Me había hecho un enredo con las palabras mientras me esforzaba
desesperadamente por concentrarme en las extensas hojas de la novela
caballeresca “Don Quijote de la Mancha” de Miguel de Cervantes. Al día
siguiente presentaría un examen breve sobre los tres primeros capítulos de Don
Quijote, que todavía no había leído; y además, debía de preparar un resumen
para la clase de historia. Como ya era costumbre me tengo que levantar a las
cinco de la mañana para poder llegar a tiempo al colegio. Tenía que acostarme
temprano, de modo que proseguí con la lectura:
"¡Dichosa edad, y siglo dichoso aquel donde saldrán a luz las
famosas hazañas mías, dignas de entallarse en bronces, esculpirse en mármoles y
pintarse en tablas, para memoria en lo futuro!" 1
Finalmente, la concentración estaba llegando y podría afrontar aquella fatídica noche.
"¡Oh tú, sabio encantador, quienquiera que seas, a quien ha de
tocar…"
—Hola Fran—, dijo Jorge, mi hermanito de siete años. Respondí con un pequeño gruñido, con la esperanza de que se marchara. ¿Por dónde iba? Mmmm… Princesa dulcinea... ¡Eso es!
"-¡Oh princesa Dulcinea, señora deste cautivo
corazón!..."
No lograba concentrarme. Sentía cómo la carita de Jorge examinaba cada uno de mis movimientos. Me sentía como un prisionero bajo la atenta mirada de mi fastidioso hermanito. Sus ojos brillantes se encendieron de emoción al ver que le preste atención.
—Hoy en la escuela la maestra nos dijo que todos los niños de segundo grado vamos a tener un día para jugar a los héroes; nos disfrazaremos de nuestro héroe y haremos una exposición; será súper divertido, y podemos dejarnos puesto el traje de héroe todo el día, durante el recreo y la merienda, y también…
Sabía que si mi hermanito no dejaba de hablar, nunca terminaría los capítulos de me faltaban, ni aquel crucial resumen, ni tendría la satisfacción de sacar un veinte.
Tenía que hacer algo; era indispensable que se marchara. Si no le hacía caso, probablemente se aburriera y se fuera a contarle su historia de héroes a otro miembro de la familia.
"Mi dedo índice me condujo de nuevo al lugar donde me había quedado en Don Quijote: …
mucho agravio me habedes fecho en despedirme y…"
—Y además vamos a hacer dibujos de nuestro héroe y…

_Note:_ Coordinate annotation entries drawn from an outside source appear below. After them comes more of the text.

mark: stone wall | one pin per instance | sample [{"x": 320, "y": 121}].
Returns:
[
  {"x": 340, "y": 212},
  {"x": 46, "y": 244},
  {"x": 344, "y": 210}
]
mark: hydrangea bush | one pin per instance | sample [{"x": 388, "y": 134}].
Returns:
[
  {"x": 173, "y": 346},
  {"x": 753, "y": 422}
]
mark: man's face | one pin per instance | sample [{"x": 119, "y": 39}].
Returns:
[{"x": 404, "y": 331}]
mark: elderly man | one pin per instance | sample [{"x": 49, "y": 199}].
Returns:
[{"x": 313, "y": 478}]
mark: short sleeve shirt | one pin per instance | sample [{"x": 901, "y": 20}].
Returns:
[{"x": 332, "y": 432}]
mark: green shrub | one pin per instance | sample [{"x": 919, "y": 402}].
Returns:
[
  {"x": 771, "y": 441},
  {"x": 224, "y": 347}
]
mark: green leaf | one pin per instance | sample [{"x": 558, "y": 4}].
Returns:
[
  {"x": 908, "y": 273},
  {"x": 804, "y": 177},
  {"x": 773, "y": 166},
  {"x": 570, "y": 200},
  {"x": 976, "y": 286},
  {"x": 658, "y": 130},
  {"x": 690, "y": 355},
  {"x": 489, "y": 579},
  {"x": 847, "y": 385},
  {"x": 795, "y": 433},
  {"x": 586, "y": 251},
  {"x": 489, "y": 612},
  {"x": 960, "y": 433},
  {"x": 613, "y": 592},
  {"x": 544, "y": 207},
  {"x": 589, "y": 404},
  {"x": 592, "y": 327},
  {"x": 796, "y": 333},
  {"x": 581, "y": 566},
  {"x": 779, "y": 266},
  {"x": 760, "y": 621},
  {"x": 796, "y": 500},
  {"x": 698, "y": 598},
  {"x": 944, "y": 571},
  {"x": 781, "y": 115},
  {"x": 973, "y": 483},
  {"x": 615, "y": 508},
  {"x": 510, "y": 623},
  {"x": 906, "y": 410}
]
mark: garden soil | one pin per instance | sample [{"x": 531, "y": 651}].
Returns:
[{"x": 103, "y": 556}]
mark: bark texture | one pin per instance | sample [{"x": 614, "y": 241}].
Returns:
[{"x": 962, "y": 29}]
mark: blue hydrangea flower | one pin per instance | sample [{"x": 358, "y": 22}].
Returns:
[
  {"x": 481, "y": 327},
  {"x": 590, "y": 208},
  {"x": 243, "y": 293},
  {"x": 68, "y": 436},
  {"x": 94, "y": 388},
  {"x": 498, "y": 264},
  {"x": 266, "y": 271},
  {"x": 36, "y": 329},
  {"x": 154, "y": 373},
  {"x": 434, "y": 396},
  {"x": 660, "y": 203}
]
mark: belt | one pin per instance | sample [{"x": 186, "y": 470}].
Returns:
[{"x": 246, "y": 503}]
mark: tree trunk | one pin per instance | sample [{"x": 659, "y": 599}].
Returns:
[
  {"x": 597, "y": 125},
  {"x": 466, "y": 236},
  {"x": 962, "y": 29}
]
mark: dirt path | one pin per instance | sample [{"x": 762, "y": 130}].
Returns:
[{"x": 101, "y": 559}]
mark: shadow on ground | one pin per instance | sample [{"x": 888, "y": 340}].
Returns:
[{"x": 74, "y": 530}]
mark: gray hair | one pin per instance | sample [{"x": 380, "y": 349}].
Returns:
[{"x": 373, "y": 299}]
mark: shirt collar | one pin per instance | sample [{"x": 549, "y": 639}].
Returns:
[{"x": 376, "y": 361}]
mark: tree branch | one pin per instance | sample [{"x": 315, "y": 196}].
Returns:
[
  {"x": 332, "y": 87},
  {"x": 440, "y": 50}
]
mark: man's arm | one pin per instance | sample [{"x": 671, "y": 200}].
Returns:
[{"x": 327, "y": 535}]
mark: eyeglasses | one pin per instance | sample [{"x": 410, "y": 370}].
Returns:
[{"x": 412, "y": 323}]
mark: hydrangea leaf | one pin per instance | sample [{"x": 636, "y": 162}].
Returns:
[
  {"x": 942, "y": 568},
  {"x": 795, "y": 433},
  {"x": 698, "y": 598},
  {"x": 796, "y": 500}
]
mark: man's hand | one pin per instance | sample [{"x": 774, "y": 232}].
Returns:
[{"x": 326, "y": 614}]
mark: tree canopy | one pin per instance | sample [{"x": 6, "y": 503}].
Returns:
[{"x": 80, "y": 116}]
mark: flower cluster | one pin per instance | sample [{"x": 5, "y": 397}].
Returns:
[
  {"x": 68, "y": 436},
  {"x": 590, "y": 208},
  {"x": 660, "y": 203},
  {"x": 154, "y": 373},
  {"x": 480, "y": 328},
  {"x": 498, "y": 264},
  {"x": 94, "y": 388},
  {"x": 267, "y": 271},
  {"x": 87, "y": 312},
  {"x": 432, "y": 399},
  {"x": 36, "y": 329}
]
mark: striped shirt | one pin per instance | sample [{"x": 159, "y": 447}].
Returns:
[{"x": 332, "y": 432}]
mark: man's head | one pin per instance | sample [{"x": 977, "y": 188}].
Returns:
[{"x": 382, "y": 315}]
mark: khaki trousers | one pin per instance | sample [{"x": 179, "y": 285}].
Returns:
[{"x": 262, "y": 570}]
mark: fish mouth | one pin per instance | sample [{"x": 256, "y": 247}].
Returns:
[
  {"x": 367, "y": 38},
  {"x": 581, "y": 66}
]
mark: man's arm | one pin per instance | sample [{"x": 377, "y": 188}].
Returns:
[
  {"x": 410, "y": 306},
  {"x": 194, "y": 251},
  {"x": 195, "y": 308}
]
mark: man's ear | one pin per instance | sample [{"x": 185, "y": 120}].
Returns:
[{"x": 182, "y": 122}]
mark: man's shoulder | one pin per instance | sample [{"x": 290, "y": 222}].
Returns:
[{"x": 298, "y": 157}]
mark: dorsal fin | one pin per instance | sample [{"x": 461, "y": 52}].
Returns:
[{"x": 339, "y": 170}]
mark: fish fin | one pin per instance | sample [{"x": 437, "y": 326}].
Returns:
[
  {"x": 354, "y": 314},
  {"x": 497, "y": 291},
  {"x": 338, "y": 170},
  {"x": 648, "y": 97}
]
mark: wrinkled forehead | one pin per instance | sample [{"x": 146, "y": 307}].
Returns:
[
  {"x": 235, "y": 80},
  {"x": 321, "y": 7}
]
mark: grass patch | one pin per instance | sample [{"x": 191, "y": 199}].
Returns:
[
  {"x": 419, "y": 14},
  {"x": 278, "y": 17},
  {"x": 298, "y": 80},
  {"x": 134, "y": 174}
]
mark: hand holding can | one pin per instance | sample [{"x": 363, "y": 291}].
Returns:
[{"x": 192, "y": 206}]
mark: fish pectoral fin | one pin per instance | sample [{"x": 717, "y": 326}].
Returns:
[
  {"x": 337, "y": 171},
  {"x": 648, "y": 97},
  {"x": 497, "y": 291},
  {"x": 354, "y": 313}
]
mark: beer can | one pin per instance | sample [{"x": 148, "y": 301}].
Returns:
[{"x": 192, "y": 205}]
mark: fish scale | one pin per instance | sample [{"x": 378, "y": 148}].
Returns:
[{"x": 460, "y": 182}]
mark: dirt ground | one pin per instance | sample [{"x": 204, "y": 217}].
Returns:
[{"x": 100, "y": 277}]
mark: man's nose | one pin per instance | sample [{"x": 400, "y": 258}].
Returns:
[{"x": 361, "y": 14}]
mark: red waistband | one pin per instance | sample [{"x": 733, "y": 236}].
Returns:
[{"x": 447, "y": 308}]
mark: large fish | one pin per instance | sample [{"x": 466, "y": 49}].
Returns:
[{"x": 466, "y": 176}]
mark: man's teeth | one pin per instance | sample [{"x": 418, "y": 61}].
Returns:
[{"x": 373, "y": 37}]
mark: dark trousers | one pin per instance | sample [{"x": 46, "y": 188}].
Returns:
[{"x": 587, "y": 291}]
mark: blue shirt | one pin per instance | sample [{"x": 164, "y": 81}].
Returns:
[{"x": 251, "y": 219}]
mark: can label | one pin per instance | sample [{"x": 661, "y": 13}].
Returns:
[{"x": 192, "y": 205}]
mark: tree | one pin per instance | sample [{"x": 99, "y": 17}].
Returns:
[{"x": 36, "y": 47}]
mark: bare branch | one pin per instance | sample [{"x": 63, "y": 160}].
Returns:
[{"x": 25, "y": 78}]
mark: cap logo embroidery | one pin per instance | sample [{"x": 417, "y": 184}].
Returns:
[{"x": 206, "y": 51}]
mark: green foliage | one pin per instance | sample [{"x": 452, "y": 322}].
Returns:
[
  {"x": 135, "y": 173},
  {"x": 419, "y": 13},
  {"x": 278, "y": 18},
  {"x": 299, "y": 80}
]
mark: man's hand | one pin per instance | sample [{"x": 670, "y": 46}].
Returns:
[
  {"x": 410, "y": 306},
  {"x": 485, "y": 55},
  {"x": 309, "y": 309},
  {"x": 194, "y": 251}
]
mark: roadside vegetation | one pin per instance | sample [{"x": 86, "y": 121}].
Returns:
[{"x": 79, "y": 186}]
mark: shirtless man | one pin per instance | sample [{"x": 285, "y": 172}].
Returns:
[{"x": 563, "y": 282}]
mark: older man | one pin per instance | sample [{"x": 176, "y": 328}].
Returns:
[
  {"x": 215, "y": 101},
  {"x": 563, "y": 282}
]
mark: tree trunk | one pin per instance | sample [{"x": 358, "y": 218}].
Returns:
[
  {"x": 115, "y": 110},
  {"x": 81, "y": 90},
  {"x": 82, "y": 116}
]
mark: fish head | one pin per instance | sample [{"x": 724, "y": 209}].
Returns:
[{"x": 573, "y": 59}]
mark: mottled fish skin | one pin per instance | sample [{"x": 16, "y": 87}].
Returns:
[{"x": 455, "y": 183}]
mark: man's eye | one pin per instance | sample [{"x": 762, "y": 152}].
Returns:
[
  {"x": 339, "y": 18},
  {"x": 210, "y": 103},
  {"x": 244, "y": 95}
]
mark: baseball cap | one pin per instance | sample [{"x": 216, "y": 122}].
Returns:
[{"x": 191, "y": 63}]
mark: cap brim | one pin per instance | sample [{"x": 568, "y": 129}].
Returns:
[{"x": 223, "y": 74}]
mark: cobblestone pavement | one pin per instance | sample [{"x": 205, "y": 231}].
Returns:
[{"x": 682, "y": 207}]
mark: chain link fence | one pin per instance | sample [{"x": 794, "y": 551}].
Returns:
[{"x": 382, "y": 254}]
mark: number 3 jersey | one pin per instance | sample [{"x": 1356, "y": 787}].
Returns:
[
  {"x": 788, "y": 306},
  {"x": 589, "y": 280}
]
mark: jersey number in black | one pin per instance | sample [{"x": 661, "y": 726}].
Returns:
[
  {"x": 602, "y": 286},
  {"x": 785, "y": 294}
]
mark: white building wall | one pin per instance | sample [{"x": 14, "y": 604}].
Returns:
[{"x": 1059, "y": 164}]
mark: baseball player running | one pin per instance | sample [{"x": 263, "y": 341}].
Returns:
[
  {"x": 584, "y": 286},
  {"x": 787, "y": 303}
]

¿Cómo es que el no comprendía que me iba a quedar la noche en vela haciendo la tarea? Estaba comenzando a enojarme y sentía que iba a estallar, cuando de repente mi hermanito dejó de hablar. Me quede asombrado. Mantuve la mirada en el libro, con la esperanza de que se diera cuenta de que no me interesaba su historia.
—Fran—, me susurro con su dulce e inocente voz.
Seguí con la mirada clavada en las palabras de Miguel de Cervantes. El se detuvo un momento; yo eche un vistazo y vi que agachaba la cabeza en desesperación por mi falta de atención. Cada vez me sentía más culpable, pero fije los ojos más intensamente en lo que estaba impreso en las descoloridas páginas.
—Fran, quiero que seas mi héroe. ¿Podría usar tu uniforme de salvavidas en el día de los héroes?—
Mis ojos hicieron un rápido movimiento del libro a la triste carita de mi hermanito. Nunca imaginé que yo fuera el héroe de Jorge, un héroe que ni siquiera se deba el tiempo para atender a un adorable niño de siete años. El corazón se me despedazó de vergüenza al darme cuenta de mi egoísmo.
Deje de lado mi bolígrafo y el libro y tomé de la mano a mi gran y
pequeño admirador y lo conduje a mi habitación. Le puse mi camisa desteñida por
el sol, mi visera de espuma y le coloqué en el cuello el desgastado silbato, en
el que apenas se distinguía el nombre de “Fran”. El miró y desplegó la sonrisa
más hermosa y tierna que jamás haya visto en su cara. Su amor me convenció de
que mi Jorge era mucho más importante que cualquier calificación que sacara en
mi vida.
1. Véase Miguel de Cervante. Don Quijode de la Mancha.